Special issue: selected papers from ThermaComp 2011, September 5-7, 2011, Dalian, China

Special issue: selected papers from ThermaComp 2011, September 5-7, 2011, Dalian, China

Article Type: Guest editorial From: International Journal of Numerical Methods for Heat & Fluid Flow, Volume 23, Issue 1

This special issue collects selected papers, presented at the Second International Conference on Computational Methods for Thermal Problems (ThermaComp 2011) held in Dalian, China, between September 5 and 7, 2011. We would like to thank all speakers for their interesting contributions, and for representing the spirit of this series of conferences. ThermaComp aims at bringing together researchers interested in fundamental numerical methods for heat and fluid flow and those who use such methods to solve complex, real life applications. This special issue includes some of the work presented by invited lecturers like Professors Chinesta, Lu, Shu, Biswas, Jaluria, and Šarler, as well as the efforts of young researchers, including Gaojie Liu, who was awarded the Professor R.W. Lewis prize for the best student presentation at ThermaComp 2011.

In the first paper of this issue Zielinski and Voller (2013) develop an alternative numerical approach to describe fractional diffusion in cartesian and non-cartesian domains. Mandal and Sonawane (2013) simulate the flow inside differentially heated rotating cavity using equations derived in non-inertial and inertial frame of reference. Chinesta and coworkers solve non-linear parametric thermal models defined in degenerated geometries, such as plate and shell geometries (Chinesta et al., 2013). Odabaee and colleagues study the deposition of dust with a low thermal conductivity on highly conductive solid phase of metal foam (Odabaee et al., 2013). Feng and colleagues present a porous medium model for simulation of forced air convection in pin/plate-fin heat sinks subjected to non-uniform heating due to hot gas impinging jet (Feng et al., 2013).
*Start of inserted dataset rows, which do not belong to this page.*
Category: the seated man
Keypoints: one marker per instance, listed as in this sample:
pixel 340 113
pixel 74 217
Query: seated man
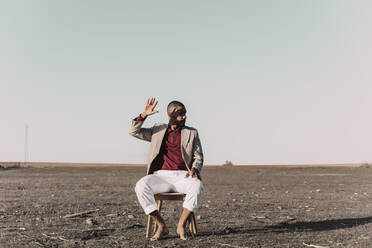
pixel 174 164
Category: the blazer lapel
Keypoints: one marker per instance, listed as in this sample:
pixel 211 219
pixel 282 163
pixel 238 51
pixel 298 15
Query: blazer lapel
pixel 185 135
pixel 159 139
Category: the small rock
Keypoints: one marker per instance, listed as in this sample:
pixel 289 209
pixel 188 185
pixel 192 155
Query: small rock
pixel 228 229
pixel 90 222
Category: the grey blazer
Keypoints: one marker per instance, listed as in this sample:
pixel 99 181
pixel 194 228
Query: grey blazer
pixel 190 143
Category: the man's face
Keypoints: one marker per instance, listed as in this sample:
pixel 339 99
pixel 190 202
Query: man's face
pixel 178 117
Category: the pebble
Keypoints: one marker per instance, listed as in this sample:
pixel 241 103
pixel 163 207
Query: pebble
pixel 90 222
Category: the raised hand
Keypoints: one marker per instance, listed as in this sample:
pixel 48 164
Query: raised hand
pixel 149 108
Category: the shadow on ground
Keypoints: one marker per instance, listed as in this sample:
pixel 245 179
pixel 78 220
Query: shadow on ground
pixel 302 226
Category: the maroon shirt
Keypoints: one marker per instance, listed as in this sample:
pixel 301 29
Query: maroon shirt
pixel 170 155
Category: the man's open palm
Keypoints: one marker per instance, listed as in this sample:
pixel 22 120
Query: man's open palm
pixel 149 108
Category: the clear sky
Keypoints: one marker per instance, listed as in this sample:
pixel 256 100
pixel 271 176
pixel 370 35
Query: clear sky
pixel 264 82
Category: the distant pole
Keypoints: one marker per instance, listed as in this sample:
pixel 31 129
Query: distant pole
pixel 26 145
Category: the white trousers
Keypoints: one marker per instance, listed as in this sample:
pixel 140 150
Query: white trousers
pixel 165 181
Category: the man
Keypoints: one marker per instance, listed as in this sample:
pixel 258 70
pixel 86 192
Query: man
pixel 174 165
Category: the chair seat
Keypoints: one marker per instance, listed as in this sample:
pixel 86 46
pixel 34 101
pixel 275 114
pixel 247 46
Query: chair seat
pixel 170 197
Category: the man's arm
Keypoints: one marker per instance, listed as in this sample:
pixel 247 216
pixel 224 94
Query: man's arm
pixel 198 158
pixel 136 129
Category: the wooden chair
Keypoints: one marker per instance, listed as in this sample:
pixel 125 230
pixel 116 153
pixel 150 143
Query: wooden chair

Shu and colleagues employ two efficient immersed boundary methods for the simulation of natural and mixed convection problems (Shu et al., 2013). Langella and colleagues discuss some fundamental aspects regarding the anomalies in passive scalar field advected by forced homogenous and isotropic turbulence by inspection of the analytical properties of the governing equations and with the aid of direct numerical simulation data (Langella et al., 2013). Ray and colleagues present a numerical approach to investigate different phenomena occurring during multiple liquid drop impact on air-water interface (Ray et al., 2013). Jaluria’s (2013) work is focused on the main challenges encountered in obtaining accurate numerical simulation results on a wide range of practical thermal processes and systems. Liu and Guo (2013) numerically study the effects of Prandtl number on the mixing process in two-dimensional Rayleigh-Taylor instability of incompressible and miscible fluids. Kosec and Šarler (2013) solve highly nonlinear fluid dynamic in a low Prandtl number regime, typical for metal like materials, as defined in the call for contributions to a numerical benchmark problem for 2D columnar solidification of binary alloys. Arpino and his colleagues numerically simulate steady-state thermo-solutal convection in rectangular cavities with different aspect ratios, subject to horizontal temperature and concentration gradients (Arpino et al., 2013).

We take this opportunity to once again thank all the authors for accepting our invitation to contribute to this special issue, and we would also like to thank Professor R.W. Lewis for continuing to support ThermaComp and giving us the opportunity to edit this special issue.

X. Li, N. Massarotti, P. NithiarasuGuest Editors